Shorecrest School

Three Little Pigs and Storytelling

Experiential School News


I have been enjoying seeing Ms. Markunas’ class develop their performing skills while exploring a multitude of versions of the story “The Three Little Pigs.”

As they make choices as performers, children connect their characters’ traits to emotions they know, and identify how their bodies can bring these feelings to life.
They are digging through an inventory of experiences they have lived, memories of observations of the feelings of others, schema built through watching movies and listening to stories told by the adults in their lives.

Telling stories is second nature to humans. Rives Collins, one of my son’s professors at Northwestern University, deeply believes that stories are indeed the part of us that makes us human.

When the kids perform “The Three Little Pigs,” they are magically linked with everyone who has told this tale before them.

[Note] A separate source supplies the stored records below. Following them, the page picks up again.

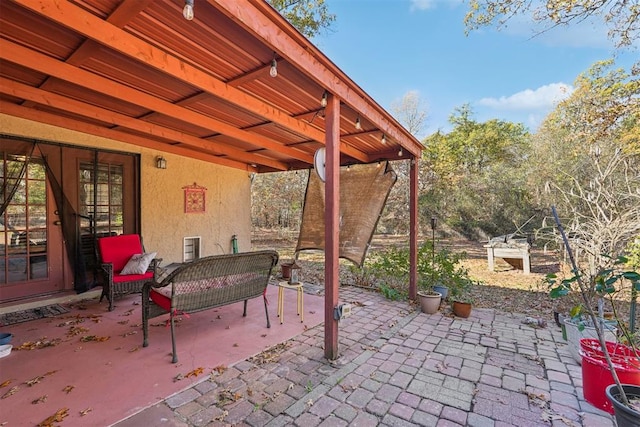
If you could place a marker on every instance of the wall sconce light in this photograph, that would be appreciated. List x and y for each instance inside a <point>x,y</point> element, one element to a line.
<point>187,12</point>
<point>161,162</point>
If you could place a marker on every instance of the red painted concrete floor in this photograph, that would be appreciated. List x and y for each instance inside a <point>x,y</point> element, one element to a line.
<point>112,377</point>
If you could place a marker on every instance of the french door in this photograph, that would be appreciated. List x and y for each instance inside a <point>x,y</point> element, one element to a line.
<point>57,201</point>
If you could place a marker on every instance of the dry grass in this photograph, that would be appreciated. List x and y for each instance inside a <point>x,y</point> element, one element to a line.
<point>505,289</point>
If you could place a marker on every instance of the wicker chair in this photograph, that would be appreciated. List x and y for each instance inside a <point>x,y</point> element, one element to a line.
<point>207,283</point>
<point>115,252</point>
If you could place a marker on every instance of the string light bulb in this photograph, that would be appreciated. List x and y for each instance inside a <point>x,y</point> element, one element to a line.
<point>323,101</point>
<point>187,12</point>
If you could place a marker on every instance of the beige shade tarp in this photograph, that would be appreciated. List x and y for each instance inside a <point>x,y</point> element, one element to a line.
<point>363,193</point>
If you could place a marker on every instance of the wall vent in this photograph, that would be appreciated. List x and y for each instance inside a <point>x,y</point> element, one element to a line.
<point>191,249</point>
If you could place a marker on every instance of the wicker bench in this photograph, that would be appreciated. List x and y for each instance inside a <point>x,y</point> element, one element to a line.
<point>207,283</point>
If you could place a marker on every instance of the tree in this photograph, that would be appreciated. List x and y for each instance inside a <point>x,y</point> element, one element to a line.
<point>622,16</point>
<point>411,112</point>
<point>475,176</point>
<point>310,17</point>
<point>605,105</point>
<point>587,159</point>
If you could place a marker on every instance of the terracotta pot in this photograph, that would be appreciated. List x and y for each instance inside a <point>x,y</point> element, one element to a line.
<point>461,309</point>
<point>429,302</point>
<point>625,416</point>
<point>596,375</point>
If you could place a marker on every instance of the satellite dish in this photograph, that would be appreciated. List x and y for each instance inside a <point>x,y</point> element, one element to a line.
<point>318,163</point>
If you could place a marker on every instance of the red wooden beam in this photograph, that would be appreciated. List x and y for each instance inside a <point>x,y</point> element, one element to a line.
<point>331,226</point>
<point>413,228</point>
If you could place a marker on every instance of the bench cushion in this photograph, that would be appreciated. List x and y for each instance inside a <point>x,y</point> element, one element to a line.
<point>138,263</point>
<point>118,250</point>
<point>162,296</point>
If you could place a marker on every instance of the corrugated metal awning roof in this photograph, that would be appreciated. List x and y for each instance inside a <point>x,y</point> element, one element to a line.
<point>137,71</point>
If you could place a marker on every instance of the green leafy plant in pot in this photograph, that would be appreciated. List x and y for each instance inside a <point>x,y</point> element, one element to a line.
<point>601,281</point>
<point>462,297</point>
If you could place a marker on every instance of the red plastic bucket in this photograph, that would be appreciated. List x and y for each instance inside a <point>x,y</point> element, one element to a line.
<point>595,370</point>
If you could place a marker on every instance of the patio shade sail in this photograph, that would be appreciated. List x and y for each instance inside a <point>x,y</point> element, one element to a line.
<point>363,193</point>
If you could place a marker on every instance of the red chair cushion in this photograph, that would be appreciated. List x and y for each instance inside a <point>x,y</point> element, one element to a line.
<point>117,250</point>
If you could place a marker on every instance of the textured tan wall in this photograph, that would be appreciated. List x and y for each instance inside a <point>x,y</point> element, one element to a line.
<point>164,223</point>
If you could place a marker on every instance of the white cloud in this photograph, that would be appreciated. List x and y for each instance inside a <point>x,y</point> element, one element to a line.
<point>543,98</point>
<point>432,4</point>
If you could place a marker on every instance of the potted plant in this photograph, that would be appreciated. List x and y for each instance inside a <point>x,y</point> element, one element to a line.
<point>462,298</point>
<point>429,299</point>
<point>601,280</point>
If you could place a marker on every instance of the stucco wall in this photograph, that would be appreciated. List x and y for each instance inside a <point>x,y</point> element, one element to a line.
<point>164,223</point>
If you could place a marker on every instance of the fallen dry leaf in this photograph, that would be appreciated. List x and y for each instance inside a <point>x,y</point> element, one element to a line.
<point>55,418</point>
<point>35,345</point>
<point>39,378</point>
<point>220,369</point>
<point>41,399</point>
<point>226,397</point>
<point>222,416</point>
<point>88,338</point>
<point>76,330</point>
<point>195,372</point>
<point>10,392</point>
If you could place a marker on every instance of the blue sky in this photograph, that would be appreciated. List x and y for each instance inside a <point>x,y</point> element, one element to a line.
<point>392,47</point>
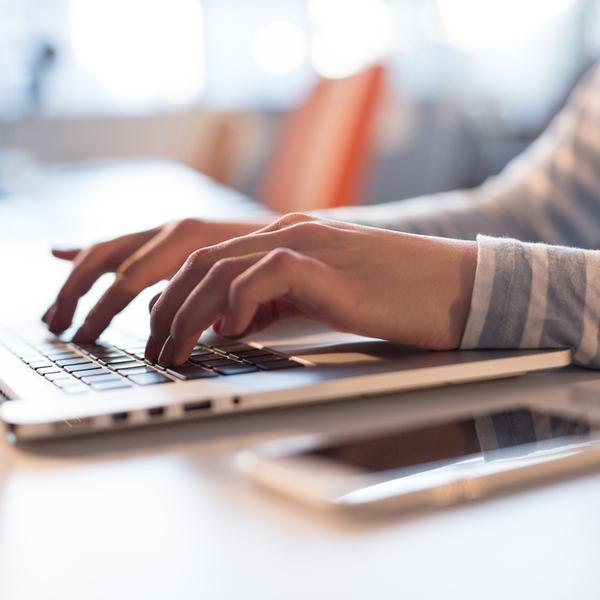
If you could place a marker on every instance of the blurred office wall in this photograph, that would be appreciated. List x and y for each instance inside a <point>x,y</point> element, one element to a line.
<point>206,82</point>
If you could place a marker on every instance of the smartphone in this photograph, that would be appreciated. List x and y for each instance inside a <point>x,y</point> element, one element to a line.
<point>433,464</point>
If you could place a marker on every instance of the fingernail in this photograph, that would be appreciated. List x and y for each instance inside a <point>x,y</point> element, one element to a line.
<point>166,354</point>
<point>225,325</point>
<point>82,335</point>
<point>151,352</point>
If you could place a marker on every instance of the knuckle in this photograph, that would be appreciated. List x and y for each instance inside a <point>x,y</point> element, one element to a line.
<point>197,258</point>
<point>282,258</point>
<point>185,226</point>
<point>293,219</point>
<point>222,269</point>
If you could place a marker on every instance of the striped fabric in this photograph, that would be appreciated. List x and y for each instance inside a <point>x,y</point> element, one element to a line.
<point>538,227</point>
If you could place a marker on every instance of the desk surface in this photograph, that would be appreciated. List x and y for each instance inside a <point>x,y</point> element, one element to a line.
<point>162,513</point>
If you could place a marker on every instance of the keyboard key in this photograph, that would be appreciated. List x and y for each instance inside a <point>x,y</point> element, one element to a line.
<point>92,373</point>
<point>67,362</point>
<point>99,378</point>
<point>150,379</point>
<point>268,358</point>
<point>82,367</point>
<point>61,355</point>
<point>235,369</point>
<point>203,352</point>
<point>233,348</point>
<point>219,362</point>
<point>278,364</point>
<point>61,383</point>
<point>29,358</point>
<point>75,388</point>
<point>252,353</point>
<point>48,370</point>
<point>127,365</point>
<point>56,376</point>
<point>110,385</point>
<point>135,371</point>
<point>191,372</point>
<point>40,364</point>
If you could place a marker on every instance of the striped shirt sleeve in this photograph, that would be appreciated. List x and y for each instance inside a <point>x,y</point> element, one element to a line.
<point>535,296</point>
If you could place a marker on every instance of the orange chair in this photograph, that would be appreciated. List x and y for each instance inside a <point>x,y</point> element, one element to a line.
<point>320,159</point>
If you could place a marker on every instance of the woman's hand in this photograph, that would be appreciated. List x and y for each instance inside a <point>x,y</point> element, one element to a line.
<point>139,261</point>
<point>405,288</point>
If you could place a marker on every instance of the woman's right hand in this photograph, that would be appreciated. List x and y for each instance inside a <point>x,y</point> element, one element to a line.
<point>139,260</point>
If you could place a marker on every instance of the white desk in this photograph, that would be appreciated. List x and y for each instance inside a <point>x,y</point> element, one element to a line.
<point>161,513</point>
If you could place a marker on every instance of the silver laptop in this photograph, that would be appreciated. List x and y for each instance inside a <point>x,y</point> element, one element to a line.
<point>50,387</point>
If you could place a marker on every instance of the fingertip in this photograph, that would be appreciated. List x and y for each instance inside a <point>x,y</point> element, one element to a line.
<point>65,254</point>
<point>49,314</point>
<point>151,352</point>
<point>85,334</point>
<point>165,357</point>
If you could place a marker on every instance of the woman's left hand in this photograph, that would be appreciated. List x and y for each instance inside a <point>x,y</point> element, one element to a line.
<point>408,289</point>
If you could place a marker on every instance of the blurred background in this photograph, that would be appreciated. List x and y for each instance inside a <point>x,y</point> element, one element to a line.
<point>467,84</point>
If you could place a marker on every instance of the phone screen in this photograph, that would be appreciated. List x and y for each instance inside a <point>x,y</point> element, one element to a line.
<point>521,430</point>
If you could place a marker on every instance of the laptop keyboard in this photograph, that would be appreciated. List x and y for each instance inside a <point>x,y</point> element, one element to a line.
<point>120,363</point>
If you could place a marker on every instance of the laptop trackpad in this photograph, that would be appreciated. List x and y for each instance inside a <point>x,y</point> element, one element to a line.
<point>338,358</point>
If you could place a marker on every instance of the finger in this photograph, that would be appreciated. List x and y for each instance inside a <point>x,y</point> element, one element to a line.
<point>153,302</point>
<point>265,316</point>
<point>305,282</point>
<point>204,305</point>
<point>303,237</point>
<point>156,260</point>
<point>281,274</point>
<point>89,266</point>
<point>66,254</point>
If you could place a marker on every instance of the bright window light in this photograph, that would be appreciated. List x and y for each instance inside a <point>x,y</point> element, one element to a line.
<point>279,47</point>
<point>479,24</point>
<point>349,35</point>
<point>141,50</point>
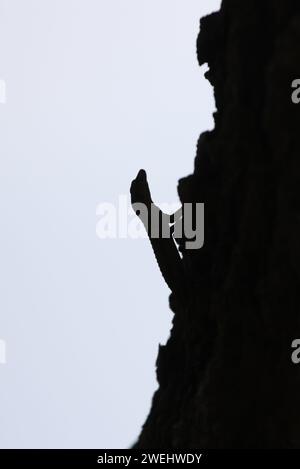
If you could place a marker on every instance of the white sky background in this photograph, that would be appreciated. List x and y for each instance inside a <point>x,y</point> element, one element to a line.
<point>96,89</point>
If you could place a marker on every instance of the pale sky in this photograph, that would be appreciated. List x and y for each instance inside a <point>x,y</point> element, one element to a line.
<point>95,89</point>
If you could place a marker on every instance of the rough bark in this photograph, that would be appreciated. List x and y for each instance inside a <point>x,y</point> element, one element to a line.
<point>226,379</point>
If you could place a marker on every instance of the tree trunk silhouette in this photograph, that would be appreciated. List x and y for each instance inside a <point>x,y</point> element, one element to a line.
<point>226,378</point>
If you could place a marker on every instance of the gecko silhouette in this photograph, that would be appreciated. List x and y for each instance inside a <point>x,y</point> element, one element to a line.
<point>164,247</point>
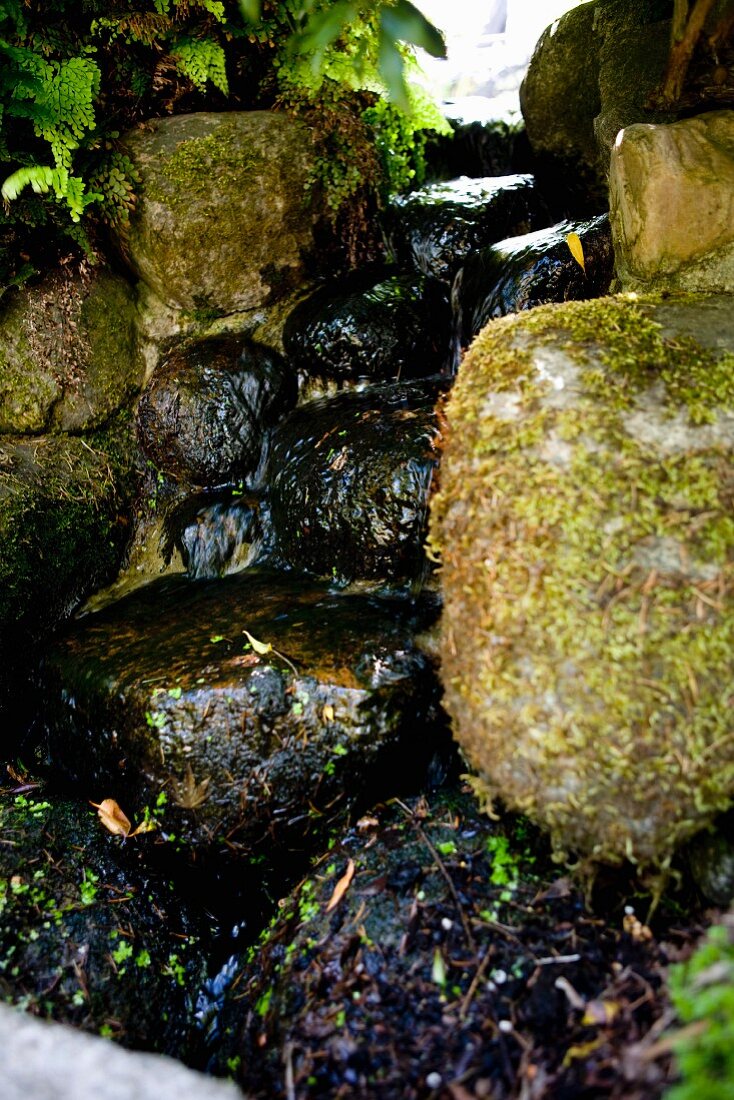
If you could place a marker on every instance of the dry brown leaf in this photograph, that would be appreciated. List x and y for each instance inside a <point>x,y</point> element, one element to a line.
<point>341,887</point>
<point>112,817</point>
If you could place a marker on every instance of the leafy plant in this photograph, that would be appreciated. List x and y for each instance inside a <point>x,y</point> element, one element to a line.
<point>702,990</point>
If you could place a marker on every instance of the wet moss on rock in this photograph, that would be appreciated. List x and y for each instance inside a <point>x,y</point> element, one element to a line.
<point>584,523</point>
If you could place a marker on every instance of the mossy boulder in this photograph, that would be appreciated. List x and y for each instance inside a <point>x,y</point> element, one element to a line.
<point>226,216</point>
<point>584,521</point>
<point>65,505</point>
<point>89,934</point>
<point>259,704</point>
<point>68,353</point>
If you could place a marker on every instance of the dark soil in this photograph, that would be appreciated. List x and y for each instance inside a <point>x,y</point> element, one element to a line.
<point>457,965</point>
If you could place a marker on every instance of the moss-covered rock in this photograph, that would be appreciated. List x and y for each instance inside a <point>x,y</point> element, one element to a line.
<point>203,415</point>
<point>260,704</point>
<point>88,934</point>
<point>584,521</point>
<point>68,353</point>
<point>64,518</point>
<point>226,217</point>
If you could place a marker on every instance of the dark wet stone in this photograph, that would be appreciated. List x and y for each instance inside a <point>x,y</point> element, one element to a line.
<point>385,328</point>
<point>480,143</point>
<point>203,415</point>
<point>711,860</point>
<point>524,272</point>
<point>436,228</point>
<point>89,935</point>
<point>216,534</point>
<point>350,482</point>
<point>163,692</point>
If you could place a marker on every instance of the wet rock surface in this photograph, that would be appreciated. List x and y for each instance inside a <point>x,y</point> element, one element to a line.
<point>350,482</point>
<point>372,328</point>
<point>64,507</point>
<point>201,417</point>
<point>434,229</point>
<point>453,961</point>
<point>524,272</point>
<point>590,450</point>
<point>91,936</point>
<point>225,221</point>
<point>165,691</point>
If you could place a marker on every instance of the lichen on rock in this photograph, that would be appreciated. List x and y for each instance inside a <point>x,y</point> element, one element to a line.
<point>584,521</point>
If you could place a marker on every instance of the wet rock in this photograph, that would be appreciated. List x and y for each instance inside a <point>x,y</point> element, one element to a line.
<point>349,482</point>
<point>88,934</point>
<point>68,353</point>
<point>379,329</point>
<point>435,228</point>
<point>524,272</point>
<point>481,143</point>
<point>711,860</point>
<point>216,535</point>
<point>592,73</point>
<point>203,415</point>
<point>165,692</point>
<point>583,519</point>
<point>226,219</point>
<point>671,191</point>
<point>401,990</point>
<point>64,512</point>
<point>42,1060</point>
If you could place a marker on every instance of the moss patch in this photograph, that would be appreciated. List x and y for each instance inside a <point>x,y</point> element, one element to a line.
<point>585,527</point>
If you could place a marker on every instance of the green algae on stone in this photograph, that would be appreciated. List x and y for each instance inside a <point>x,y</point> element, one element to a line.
<point>88,934</point>
<point>584,523</point>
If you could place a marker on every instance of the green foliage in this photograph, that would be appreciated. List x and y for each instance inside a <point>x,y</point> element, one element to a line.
<point>702,990</point>
<point>73,76</point>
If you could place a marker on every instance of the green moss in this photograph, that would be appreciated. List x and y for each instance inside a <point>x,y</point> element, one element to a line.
<point>585,667</point>
<point>189,166</point>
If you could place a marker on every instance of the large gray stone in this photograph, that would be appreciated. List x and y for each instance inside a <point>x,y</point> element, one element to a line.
<point>68,353</point>
<point>584,524</point>
<point>671,190</point>
<point>226,217</point>
<point>52,1062</point>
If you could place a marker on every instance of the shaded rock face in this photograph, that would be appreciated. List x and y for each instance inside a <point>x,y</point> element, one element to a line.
<point>434,229</point>
<point>63,526</point>
<point>592,74</point>
<point>68,353</point>
<point>524,272</point>
<point>584,524</point>
<point>350,479</point>
<point>88,934</point>
<point>671,194</point>
<point>398,326</point>
<point>226,218</point>
<point>165,692</point>
<point>203,416</point>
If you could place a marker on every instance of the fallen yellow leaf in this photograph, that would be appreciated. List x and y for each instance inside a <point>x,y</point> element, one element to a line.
<point>112,817</point>
<point>341,887</point>
<point>576,248</point>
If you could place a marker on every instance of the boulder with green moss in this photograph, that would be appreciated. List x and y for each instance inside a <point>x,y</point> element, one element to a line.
<point>89,934</point>
<point>584,521</point>
<point>68,353</point>
<point>226,217</point>
<point>64,513</point>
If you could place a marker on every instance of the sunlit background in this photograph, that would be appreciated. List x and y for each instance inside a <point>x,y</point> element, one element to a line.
<point>489,44</point>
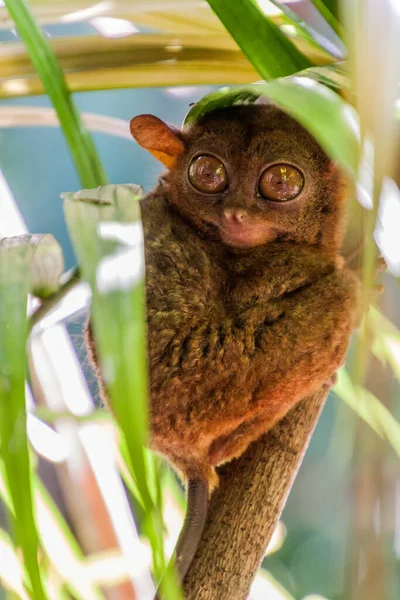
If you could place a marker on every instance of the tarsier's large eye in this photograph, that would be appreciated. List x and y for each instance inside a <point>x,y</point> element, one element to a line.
<point>281,183</point>
<point>208,175</point>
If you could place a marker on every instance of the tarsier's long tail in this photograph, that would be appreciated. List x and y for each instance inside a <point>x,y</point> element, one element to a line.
<point>193,526</point>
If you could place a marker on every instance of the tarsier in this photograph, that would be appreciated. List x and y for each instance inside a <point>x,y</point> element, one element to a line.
<point>249,303</point>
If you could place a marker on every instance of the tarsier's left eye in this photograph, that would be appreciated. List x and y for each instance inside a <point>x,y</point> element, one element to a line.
<point>281,183</point>
<point>208,175</point>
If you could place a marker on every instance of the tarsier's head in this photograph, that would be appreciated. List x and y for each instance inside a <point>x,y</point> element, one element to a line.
<point>248,175</point>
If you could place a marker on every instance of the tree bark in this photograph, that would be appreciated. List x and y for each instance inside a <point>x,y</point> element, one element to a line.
<point>245,508</point>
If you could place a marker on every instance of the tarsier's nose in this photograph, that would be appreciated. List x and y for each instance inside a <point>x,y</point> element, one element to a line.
<point>235,215</point>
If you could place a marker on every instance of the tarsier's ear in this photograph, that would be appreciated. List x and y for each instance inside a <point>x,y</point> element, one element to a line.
<point>159,139</point>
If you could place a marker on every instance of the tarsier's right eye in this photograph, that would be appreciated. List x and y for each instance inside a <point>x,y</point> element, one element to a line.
<point>208,175</point>
<point>281,183</point>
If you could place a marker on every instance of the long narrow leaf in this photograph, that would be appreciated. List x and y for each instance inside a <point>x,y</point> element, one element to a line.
<point>267,48</point>
<point>79,141</point>
<point>309,33</point>
<point>327,117</point>
<point>369,408</point>
<point>14,287</point>
<point>106,232</point>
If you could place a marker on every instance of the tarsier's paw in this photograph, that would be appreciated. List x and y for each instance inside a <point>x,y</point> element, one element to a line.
<point>331,381</point>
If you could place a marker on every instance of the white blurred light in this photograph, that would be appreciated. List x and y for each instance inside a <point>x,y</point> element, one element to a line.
<point>10,569</point>
<point>125,268</point>
<point>100,8</point>
<point>11,221</point>
<point>47,442</point>
<point>98,443</point>
<point>387,230</point>
<point>290,29</point>
<point>15,86</point>
<point>181,91</point>
<point>268,8</point>
<point>277,539</point>
<point>112,27</point>
<point>70,381</point>
<point>76,300</point>
<point>266,587</point>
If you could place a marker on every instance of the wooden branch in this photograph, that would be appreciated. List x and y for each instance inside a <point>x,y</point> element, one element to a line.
<point>245,508</point>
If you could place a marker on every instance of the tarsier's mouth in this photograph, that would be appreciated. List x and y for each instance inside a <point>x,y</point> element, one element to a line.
<point>247,235</point>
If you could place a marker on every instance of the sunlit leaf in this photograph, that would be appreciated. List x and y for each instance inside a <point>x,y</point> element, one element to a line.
<point>106,232</point>
<point>309,33</point>
<point>327,117</point>
<point>15,262</point>
<point>79,141</point>
<point>267,48</point>
<point>47,262</point>
<point>369,408</point>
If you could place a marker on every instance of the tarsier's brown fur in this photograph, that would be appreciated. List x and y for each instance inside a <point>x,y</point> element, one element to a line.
<point>239,334</point>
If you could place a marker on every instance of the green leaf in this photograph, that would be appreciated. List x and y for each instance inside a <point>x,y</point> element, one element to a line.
<point>79,141</point>
<point>322,112</point>
<point>267,48</point>
<point>106,232</point>
<point>369,408</point>
<point>329,10</point>
<point>15,262</point>
<point>332,76</point>
<point>47,262</point>
<point>308,33</point>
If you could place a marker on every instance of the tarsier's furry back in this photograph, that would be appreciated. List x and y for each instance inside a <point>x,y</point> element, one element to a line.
<point>249,305</point>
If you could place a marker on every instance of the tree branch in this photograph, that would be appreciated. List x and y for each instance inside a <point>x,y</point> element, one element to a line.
<point>245,508</point>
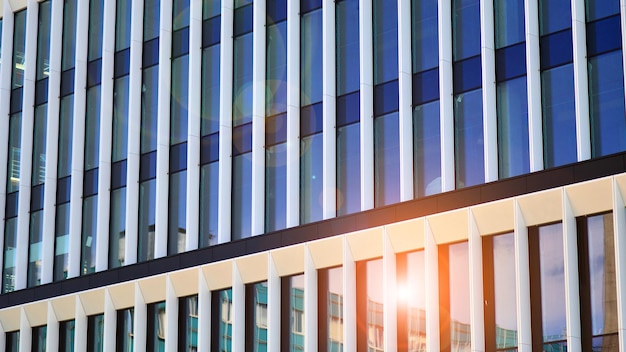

William Brooke believes, “there are no new tales, only new tellers in their own way. If you listen closely you can hear the voice of everyone who ever told that tale.”

When children tell you about their day or when you tell them about your childhood, you experience the magic of storytelling as a vehicle for discovering who you are and for making sense of the world.

Stories are universal mirrors that show the truth about ourselves. What’s mundane and ordinary becomes something much more profound. Chapter by chapter, you will be amazed as your child's story unfolds before your eyes!